Mojo: Back in '85 when Springsteen did Nebraska and Johhny Cougar was saving all the farmers and stuff.. Wait, hold on a sec. (Mojo puts down phone to deal with kids again. In the background he can be heard saying "What'd I just say? When I say something I mean it!")

Wil: (to nobody in particular) This really is quite ironic.

Mojo: (returning to the phone) Awright.

Wil: So did your dad say "When I say something I mean it?"

Mojo: Yeah.. Yeah, I just found out that my cholesterol is 328.

Wil: You. you're not serious?

Mojo: I'm dead serious.

Wil: Literally!

Mojo: I went to the Doctor with a earwax problem.

Wil: And it turned out to be cholesterol?

Mojo: .And he said, "Well, let's check your cholesterol," and I somehow agreed to do it. So now I have to, you know, eat more fish, and eat more chicken, I gotta exercise and take these damn pills. (no form of text markup can really denote the derision that Mojo applies to the words "fish," "chicken" and "exercise.")

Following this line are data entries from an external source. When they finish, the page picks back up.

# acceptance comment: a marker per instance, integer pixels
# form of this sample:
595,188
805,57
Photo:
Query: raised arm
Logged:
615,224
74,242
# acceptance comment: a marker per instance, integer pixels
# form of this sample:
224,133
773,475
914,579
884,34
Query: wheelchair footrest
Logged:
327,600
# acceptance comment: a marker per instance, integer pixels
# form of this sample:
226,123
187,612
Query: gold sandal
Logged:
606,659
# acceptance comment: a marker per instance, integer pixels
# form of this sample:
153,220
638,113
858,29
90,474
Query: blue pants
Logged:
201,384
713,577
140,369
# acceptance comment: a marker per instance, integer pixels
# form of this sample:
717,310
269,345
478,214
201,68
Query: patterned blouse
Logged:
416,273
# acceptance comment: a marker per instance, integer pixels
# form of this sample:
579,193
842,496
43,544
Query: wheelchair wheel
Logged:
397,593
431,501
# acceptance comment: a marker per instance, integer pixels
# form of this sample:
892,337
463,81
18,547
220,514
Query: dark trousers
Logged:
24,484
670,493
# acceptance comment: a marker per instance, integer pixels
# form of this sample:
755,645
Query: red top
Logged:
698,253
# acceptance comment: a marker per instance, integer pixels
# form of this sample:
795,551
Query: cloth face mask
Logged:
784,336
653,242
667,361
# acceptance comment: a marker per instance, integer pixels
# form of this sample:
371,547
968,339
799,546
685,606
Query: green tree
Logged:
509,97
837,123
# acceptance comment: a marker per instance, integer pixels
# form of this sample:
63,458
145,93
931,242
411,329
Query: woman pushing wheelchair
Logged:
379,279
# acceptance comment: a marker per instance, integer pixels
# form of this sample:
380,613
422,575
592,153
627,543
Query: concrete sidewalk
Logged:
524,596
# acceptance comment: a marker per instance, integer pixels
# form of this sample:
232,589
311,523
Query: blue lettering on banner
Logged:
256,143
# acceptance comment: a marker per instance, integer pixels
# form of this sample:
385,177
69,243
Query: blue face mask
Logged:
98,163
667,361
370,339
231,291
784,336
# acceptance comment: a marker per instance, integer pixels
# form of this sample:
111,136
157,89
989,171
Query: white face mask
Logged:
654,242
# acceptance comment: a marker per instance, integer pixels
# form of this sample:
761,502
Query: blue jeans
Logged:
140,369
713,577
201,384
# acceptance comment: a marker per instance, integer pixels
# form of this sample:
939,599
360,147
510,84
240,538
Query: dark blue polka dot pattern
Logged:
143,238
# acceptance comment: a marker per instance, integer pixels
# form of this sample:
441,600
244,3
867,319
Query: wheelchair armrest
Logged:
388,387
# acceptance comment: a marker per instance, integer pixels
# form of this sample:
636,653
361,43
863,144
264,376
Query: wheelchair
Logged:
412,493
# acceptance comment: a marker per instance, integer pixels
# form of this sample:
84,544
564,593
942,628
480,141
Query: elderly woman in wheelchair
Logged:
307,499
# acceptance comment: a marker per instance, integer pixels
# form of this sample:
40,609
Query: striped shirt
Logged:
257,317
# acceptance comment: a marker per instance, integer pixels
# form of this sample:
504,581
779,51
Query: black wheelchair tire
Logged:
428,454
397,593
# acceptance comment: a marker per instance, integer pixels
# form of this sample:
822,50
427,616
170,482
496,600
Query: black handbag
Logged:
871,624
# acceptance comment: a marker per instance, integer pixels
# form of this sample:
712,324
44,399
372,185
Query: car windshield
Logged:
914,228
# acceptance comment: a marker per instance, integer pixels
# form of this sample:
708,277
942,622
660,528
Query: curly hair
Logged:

Wil: I've got some salmon recipes you might like.?

Mojo: Well, I like fish.

Wil: .And that's supposed to lower cholesterol.

Mojo: .But I really like deep fried pork covered cheese sauce!

Wil: .That's not quite salmon.

Mojo: .Washed down with some whole milk and a couple of deviled eggs! Now that's good eatin'!

Wil: I'm beginning to see your problem.

Mojo: Apparently the only thing keeping me alive is the fact that I don't smoke. I did this whole thing about it at work, at the radio station. I told the whole story and was ranting and raving about it. Some guy called up and he was all mad 'cuz he'd had two hearts attacks and his cholesterol was only 250!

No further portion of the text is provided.